According to the most recent data, demand for new mortgages is down nearly 50 percent from a year ago and rent increases are slowing dramatically as well, signaling that consumers are nearing their breaking point.
Currently, average mortgage rates are hovering above 7 percent when we started 2022 with rates around 3 percent, so that's more than a 50 percent increase.
To put it in perspective, a $400k house bought at a 3.25% interest rate earlier this year would have a mortgage payment of around $1750, but the same house would cost nearly $2800 a month now with a 7.5% interest rate, an increase of over $1000.
Interest rates are so high that there’s less than 150,000 borrowers who would benefit from refinancing, out of the millions of homeowners in the country.
Additionally, rent increases are starting to slow down in many parts of the US.

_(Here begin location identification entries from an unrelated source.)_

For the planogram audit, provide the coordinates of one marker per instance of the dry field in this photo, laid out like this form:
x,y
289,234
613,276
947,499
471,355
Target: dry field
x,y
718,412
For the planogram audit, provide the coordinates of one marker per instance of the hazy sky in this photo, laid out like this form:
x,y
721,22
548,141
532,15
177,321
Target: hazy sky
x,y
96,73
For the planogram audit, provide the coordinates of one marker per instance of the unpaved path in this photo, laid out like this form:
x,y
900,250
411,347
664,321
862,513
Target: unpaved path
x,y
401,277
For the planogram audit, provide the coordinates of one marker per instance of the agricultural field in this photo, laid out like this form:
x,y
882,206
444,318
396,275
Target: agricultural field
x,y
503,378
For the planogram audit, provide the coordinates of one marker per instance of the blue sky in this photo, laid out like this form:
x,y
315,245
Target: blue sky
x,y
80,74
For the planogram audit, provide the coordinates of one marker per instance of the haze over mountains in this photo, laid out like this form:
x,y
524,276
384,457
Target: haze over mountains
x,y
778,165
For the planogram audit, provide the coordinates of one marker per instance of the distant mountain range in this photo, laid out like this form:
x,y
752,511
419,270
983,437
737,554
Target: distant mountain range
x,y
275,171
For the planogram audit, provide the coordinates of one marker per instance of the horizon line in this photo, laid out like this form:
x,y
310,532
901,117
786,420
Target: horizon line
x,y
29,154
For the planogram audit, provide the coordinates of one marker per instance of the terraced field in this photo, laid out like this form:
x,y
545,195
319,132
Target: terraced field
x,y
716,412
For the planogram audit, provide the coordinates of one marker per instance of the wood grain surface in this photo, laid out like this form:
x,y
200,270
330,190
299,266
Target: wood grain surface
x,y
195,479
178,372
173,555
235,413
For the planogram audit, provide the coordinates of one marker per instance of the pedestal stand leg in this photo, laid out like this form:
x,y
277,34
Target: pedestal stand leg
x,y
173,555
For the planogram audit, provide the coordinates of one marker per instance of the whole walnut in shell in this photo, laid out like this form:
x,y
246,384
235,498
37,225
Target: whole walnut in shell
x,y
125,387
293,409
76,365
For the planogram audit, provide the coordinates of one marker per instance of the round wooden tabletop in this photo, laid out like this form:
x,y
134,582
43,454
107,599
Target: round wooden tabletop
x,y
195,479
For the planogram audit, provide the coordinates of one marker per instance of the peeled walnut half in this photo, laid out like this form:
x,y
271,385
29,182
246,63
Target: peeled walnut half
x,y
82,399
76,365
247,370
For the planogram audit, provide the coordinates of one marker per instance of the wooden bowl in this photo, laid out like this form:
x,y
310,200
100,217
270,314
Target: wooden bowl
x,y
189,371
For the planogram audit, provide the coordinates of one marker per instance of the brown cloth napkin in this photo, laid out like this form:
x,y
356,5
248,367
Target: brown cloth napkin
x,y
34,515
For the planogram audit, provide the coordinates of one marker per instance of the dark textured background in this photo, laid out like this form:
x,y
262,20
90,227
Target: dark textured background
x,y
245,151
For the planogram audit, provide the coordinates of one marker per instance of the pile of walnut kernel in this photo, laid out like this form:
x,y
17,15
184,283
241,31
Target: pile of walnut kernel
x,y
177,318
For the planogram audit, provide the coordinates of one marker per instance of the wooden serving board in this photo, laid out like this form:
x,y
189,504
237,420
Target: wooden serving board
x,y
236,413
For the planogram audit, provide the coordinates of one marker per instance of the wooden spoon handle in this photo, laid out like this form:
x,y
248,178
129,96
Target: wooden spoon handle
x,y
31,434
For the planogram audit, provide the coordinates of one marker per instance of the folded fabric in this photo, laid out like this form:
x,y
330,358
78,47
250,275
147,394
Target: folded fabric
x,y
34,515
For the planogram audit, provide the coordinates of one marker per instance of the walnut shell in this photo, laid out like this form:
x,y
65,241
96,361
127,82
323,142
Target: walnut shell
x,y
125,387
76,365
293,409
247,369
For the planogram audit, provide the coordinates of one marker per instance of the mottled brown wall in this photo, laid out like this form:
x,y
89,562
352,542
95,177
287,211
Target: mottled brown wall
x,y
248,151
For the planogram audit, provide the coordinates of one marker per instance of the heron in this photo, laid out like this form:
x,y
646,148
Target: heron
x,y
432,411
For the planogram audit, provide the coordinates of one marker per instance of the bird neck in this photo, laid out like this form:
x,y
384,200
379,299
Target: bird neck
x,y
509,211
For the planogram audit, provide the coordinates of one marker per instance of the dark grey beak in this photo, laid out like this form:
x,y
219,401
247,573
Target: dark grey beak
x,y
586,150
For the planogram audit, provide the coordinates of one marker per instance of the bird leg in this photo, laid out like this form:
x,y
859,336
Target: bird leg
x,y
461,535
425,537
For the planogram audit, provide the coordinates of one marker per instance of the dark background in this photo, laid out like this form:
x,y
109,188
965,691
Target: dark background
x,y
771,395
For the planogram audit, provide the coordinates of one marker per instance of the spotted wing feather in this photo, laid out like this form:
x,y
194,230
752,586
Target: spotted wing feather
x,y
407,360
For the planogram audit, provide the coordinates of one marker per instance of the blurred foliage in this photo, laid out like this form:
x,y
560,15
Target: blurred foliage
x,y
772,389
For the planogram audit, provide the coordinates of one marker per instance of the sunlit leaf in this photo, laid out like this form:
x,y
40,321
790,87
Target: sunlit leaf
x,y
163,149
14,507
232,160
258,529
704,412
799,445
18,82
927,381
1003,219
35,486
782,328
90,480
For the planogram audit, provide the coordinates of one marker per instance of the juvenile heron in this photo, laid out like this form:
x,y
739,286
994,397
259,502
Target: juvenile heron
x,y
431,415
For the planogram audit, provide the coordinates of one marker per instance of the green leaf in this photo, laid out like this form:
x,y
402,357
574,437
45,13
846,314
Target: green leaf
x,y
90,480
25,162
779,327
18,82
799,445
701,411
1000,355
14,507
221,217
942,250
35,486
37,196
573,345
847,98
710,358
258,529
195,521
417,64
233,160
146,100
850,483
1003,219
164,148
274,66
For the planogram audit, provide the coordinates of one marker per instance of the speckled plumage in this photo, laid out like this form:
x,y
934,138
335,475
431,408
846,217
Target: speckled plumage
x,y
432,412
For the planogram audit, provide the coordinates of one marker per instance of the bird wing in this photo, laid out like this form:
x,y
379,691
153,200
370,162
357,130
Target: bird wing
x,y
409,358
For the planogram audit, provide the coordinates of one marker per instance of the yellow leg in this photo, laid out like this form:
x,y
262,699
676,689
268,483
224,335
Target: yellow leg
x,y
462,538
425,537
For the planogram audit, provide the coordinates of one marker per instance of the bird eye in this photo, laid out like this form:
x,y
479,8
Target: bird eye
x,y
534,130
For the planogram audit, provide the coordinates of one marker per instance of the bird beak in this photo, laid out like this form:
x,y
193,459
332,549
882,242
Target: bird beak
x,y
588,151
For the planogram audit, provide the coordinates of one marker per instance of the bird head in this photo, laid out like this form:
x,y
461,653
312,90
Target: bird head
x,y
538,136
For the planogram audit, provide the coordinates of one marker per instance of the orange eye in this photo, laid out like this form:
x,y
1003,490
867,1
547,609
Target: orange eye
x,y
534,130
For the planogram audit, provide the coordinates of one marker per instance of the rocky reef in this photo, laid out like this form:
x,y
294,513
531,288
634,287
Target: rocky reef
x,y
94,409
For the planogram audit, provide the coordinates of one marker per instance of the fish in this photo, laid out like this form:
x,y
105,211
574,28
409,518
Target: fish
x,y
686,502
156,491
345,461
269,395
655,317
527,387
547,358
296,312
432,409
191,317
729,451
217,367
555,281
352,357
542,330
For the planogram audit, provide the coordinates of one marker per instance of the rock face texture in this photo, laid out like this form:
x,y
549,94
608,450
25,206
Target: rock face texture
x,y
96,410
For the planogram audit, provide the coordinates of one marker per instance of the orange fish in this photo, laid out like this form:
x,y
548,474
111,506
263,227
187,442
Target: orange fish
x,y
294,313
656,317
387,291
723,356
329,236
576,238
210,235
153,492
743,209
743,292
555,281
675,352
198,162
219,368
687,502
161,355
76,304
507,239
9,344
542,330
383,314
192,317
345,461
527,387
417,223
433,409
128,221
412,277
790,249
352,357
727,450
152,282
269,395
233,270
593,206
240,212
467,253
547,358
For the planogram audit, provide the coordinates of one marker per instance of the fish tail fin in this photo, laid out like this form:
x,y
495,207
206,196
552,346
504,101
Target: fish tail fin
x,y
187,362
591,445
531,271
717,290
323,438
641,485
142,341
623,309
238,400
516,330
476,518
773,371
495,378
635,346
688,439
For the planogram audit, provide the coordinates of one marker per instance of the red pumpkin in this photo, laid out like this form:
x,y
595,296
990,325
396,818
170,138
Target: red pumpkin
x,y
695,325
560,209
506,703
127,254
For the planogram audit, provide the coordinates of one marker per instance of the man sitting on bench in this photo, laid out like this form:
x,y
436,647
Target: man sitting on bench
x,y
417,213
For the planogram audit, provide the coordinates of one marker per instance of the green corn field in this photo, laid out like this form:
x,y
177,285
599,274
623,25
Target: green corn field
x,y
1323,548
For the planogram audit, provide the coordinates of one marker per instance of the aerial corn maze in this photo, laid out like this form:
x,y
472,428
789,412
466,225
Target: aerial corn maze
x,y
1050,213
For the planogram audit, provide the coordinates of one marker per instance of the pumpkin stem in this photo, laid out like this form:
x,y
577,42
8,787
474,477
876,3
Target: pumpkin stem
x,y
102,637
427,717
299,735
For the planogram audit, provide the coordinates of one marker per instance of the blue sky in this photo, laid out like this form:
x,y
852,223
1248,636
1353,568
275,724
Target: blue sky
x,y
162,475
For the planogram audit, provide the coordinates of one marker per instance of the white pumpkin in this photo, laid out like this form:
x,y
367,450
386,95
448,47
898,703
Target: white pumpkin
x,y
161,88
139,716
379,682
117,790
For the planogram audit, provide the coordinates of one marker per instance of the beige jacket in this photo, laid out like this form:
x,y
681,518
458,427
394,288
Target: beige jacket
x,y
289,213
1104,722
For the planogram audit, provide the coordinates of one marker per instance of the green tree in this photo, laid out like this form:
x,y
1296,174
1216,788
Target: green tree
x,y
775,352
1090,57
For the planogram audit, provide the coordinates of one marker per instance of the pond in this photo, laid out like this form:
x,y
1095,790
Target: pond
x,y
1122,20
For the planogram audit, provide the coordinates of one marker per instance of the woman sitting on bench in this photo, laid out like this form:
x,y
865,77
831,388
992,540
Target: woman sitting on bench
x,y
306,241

“High interest rates are also weighing on home prices,” CNBC reported earlier this week. “While prices are still higher than they were a year ago, the gains are now slowing at a record pace. Homebuyers are also reconsidering their purchases.”
“It’s a dramatic reversal from just months ago, when people were fighting over a limited supply of apartments, getting on waiting lists or paying multiple application fees to land one home,” added Bloomberg News. “Now, particularly in pandemic boom markets such as Las Vegas and Phoenix, the application piles have thinned out and listings are lingering longer.”
This comes as Republicans have pointed out that "Bidenflation" is costing the average American an entire month's pay, meaning families and individual earners are having to pay 12 months' worth of bills with 11 months of pay.
"Everyone knew that wasteful Washington spending would spur inflation. Millions in hardworking taxpayer dollars were sent to luxury resorts and ski slopes, even stimulus checks to prisoners like the Boston Marathon bomber. Yet after more than a year of crushing inflation, Democrats still have no plan to solve it. Americans can’t afford Democrats’ policies, but we are certainly all paying for them," House Republican Leader Kevin McCarthy's website notes.
Inflation has increased 550 percent under Biden and Democrats while food prices have climbed more than 13.5 percent after the government spent $9 trillion in total -- all of which has contributed to the current period of "stagflation," which is stagnant economic growth combined with inflationary conditions.
In addition, gasoline prices have risen as much as 60 percent while electricity prices are up 20 percent.
“Once money is created out of ‘thin air’ and employed in the economy, it sets in motion an exchange of nothing for something. This amounts to a diversion of real wealth from wealth generators to the holders of newly created money,” notes the Mises Institute. “In the process, genuine wealth generators are left with fewer resources at their disposal, which in turn weakens the wealth generators’ ability to grow the economy.
“So contrary to alternative theories, money cannot grow the economy even in the short run. On the contrary, an increase in money only undermines real economic growth," the institute adds.
There are also lingering supply chain issues during the Biden era.
"The frightening supply shock of baby formula this year was the tip of the iceberg of a broken supply chain that has increased costs and left store shelves empty. Record inflation is driving increases in the price of everyday essentials, while our country remains dangerously reliant on foreign countries like China for critical supplies, medicines, and technology," the House Republican Leader notes.